On the flip side, Sun Pharma down by 3.57%, Coal India down by 1.27%, Tata Steel down by 1.07%, Yes Bank down by 1.00% and Axis Bank down by 0.98% were the top losers.

Meanwhile, the Reserve Bank of India (RBI) has decided to constitute a five-member committee under the chairmanship of YH Malegam, a former RBI board member, in order to look into the reasons for high divergence observed in asset classification and provisioning in the credit portfolio of banks. Apart from this, the expert committee will check the factors leading to rising incidence of fraud in the banking system and also will look into role and effectiveness of various types of audits conducted in banks in mitigating the incidence of divergence and frauds. 

The development assumes importance as it comes just a week after the biggest banking scam worth Rs 11,400 crore was disclosed by Punjab National Bank (PNB), alleging that diamond importer Nirav Modi and his uncle Mehul Chokshi's group firms connived with two of the bank's employees to fraudulently receive multiple Letter of Undertakings (LoUs) to seek loans against them. Besides, the central bank has said that as part of ongoing efforts for strengthening of the supervisory framework in the country, it has been issuing necessary instructions to banks from time to time on a variety of issues of prudential supervisory concern, in.cluding the management of operational risks inherent in the functioning of banks.
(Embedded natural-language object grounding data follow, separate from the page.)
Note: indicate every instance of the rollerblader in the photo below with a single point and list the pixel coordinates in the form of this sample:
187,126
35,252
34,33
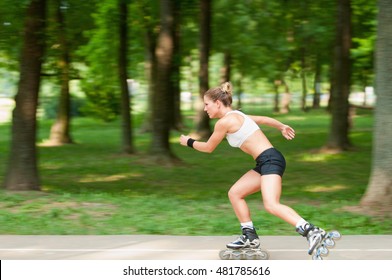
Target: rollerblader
242,131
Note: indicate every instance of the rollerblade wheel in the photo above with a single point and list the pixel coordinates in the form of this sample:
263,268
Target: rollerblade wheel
224,255
317,257
322,251
336,235
237,255
329,242
250,255
262,255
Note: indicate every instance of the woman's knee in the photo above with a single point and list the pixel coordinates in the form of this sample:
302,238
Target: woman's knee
234,195
271,207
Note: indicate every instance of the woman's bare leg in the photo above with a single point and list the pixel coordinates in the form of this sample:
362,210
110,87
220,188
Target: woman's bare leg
271,189
248,184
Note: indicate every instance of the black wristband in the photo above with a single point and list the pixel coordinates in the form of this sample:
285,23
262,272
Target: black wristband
190,142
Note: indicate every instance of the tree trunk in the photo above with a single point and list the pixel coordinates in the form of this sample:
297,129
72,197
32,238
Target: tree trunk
338,134
22,172
303,80
379,191
176,121
317,85
226,69
203,122
60,131
127,144
150,63
162,74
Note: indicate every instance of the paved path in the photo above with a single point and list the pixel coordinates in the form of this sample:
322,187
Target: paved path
162,247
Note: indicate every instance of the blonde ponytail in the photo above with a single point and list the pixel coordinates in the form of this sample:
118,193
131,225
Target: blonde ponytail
222,93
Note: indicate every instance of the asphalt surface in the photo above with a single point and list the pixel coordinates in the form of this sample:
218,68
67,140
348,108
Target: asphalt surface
164,247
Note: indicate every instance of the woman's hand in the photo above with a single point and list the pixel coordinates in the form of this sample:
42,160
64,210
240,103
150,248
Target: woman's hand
184,139
288,132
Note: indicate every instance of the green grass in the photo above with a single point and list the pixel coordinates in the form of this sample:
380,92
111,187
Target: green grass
91,188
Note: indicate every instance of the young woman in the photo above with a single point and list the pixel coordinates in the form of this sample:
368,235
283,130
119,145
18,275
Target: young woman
243,131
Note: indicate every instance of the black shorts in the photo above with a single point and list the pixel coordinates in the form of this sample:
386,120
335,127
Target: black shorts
271,161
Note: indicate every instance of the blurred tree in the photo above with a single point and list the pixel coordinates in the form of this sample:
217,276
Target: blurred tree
60,130
100,80
126,121
162,73
364,36
339,129
379,192
22,172
203,122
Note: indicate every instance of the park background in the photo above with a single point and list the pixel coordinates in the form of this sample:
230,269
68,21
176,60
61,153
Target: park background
101,90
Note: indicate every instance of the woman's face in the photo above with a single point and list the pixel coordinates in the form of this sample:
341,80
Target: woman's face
211,107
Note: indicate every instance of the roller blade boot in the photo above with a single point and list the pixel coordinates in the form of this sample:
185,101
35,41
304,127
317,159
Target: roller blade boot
246,247
319,240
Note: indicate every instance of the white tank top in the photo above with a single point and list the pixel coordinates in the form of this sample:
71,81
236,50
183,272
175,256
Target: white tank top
247,128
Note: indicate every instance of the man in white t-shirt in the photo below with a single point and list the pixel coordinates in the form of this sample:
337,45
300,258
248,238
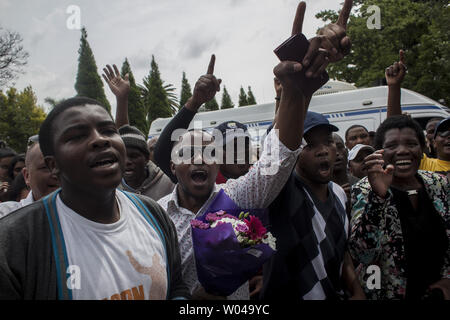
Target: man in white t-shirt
88,240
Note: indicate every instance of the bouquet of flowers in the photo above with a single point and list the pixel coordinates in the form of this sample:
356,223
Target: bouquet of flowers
230,245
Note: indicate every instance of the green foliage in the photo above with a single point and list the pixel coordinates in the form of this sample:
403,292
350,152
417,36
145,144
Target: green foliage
420,28
156,96
20,117
211,105
88,82
250,97
226,103
53,102
186,91
136,110
242,98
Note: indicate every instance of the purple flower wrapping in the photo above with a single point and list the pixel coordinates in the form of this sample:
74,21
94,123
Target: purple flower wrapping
222,264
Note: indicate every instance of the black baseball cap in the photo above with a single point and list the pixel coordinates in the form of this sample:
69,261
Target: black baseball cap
314,119
231,130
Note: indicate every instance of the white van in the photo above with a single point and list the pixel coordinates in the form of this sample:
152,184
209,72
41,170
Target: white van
350,106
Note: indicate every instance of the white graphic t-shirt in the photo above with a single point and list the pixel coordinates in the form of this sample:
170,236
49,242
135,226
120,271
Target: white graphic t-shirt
124,260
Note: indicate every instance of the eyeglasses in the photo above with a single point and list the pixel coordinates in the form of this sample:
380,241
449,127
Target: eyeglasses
32,140
189,152
443,134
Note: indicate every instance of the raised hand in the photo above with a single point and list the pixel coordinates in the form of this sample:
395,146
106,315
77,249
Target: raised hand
396,73
205,88
335,38
380,179
118,85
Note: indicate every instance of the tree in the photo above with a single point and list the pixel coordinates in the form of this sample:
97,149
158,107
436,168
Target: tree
419,27
12,56
250,97
136,109
227,103
20,117
53,102
171,96
88,82
155,95
211,105
186,91
242,98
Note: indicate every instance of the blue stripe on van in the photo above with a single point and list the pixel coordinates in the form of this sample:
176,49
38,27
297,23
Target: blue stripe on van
406,108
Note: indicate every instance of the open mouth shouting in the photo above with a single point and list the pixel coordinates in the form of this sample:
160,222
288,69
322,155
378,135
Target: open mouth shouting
325,168
403,164
199,176
104,162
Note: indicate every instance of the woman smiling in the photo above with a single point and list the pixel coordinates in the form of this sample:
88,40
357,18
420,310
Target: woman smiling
401,217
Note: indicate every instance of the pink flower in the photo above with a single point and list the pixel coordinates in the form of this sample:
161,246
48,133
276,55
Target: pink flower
220,213
212,217
255,228
242,228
The RBI further stated that the risks arising from the potential malicious use of the SWIFT infrastructure, created by banks for their genuine business needs, has always been a component of their operational risk profile. Therefore, it had confidentially cautioned and alerted banks of such possible misuse, at least on three occasions since August 2016, advising them to implement the safeguards detailed in the RBI's communications, for pre-empting such occurrences. However, it added that the banks have been at varying levels in implementation of such measures.

The CNX Nifty is currently trading at 10361.45, up by 1.05 points or 0.01% after trading in a range of 10349.60 and 10426.10. There were 19 stocks advancing against 31 stocks declining on the index.

The top gainers on Nifty were Tech Mahindra up by 3.40%, HCL Tech up by 2.65%, TCS up by 1.78%, Dr. Redd’ys Lab up by 1.28% and Eicher Motors up by 1.12%.

On the flip side, Sun Pharma down by 4.17%, Hindalco down by 3.74%, BPCL down by 2.48%, Bajaj Finance down by 2.35% and Vedanta down by 1.92% were the top losers.

The Asian markets were trading mostly in green; Nikkei 225 increased 1.92 points or 0.01% to 21,927.02, FTSE Bursa Malaysia KLCI increased 2.35 points or 0.13% to 1,858.34, KOSPI Index increased 11.36 points or 0.47% to 2,426.48, Taiwan Weighted increased 284.77 points or 2.73% to 10,705.86 and Hang Seng increased 297.63 points or 0.96% to 31,171.26.

On the other hand, Jakarta Composite decreased 20.32 points or 0.3% to 6,642.56.

Shanghai Stock Exchange was closed on account of National holiday.